Message Queue vs Pub/Sub

01

Why this matters

Two teams both say "we use a queue." One means point-to-point work distribution (one message, one consumer takes it, runs a job). The other means broadcast (one event, N subscribers each process it). These have different correctness properties, different failure modes, different products. Confusing them has wrecked many systems.

In interviews: "would you use SQS or Kafka for this?" is really asking if you understand the difference.

02

The two shapes

Message queue (point-to-point)

One consumer wins each message

Producer enqueues, N consumers compete. Each message is delivered to exactly one consumer. Queue is a work distribution mechanism. SQS, RabbitMQ (classic queues), Redis BLPOP. Used for: job queues, email sending, image processing.

Pub/Sub (broadcast)

Every subscriber gets every message

Publisher emits, all N subscribers receive. Each subscriber processes independently. Pub/Sub is a fan-out mechanism. Kafka (topic + consumer groups), SNS, Redis pub/sub, NATS. Used for: event streaming, cache invalidation, audit logs.

The confusing middle

Kafka is technically pub/sub, but a "consumer group" acts like a queue (each partition consumed by one member of the group). So Kafka does both — which is why it's everywhere. RabbitMQ also does both via exchange types. The difference is per-usage, not per-product.

03

Queue semantics

Durability — messages persist (disk) until ACKed. Crashed consumer → message redelivered.
Visibility timeout — when a consumer picks up a message, it's invisible to others for N seconds. If the consumer ACKs, gone; if not, re-queued. Prevents duplicate work unless the consumer crashes.
At-least-once delivery — on retries, a message may be delivered twice. Consumers must be idempotent.
FIFO vs unordered — SQS has both (standard = unordered, higher throughput; FIFO = strict order, lower throughput). RabbitMQ is FIFO within a queue.
Dead letter queue — messages that fail N times move to a DLQ for inspection. Critical for production.

Simple in-memory pub/sub with backpressure

import asyncio
from collections import defaultdict

class PubSub:
    def __init__(self, buffer_size=1000):
        self.channels = defaultdict(list)  # topic -> [asyncio.Queue]

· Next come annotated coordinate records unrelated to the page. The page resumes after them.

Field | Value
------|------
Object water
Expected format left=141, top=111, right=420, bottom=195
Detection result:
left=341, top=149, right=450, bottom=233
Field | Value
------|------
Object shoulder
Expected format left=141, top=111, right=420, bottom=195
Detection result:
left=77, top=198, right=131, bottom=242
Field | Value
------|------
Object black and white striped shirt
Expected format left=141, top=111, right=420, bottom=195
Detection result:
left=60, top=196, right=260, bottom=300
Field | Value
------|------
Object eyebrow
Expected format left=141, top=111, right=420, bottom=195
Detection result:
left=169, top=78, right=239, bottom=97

    def subscribe(self, topic):
        q = asyncio.Queue(maxsize=1000)
        self.channels[topic].append(q)
        return q

    async def publish(self, topic, msg):
        dead = []
        for q in self.channels[topic]:
            try:
                q.put_nowait(msg)   # drop on backpressure, don't block
            except asyncio.QueueFull:
                dead.append(q)       # slow consumer → disconnect
        for q in dead: self.channels[topic].remove(q)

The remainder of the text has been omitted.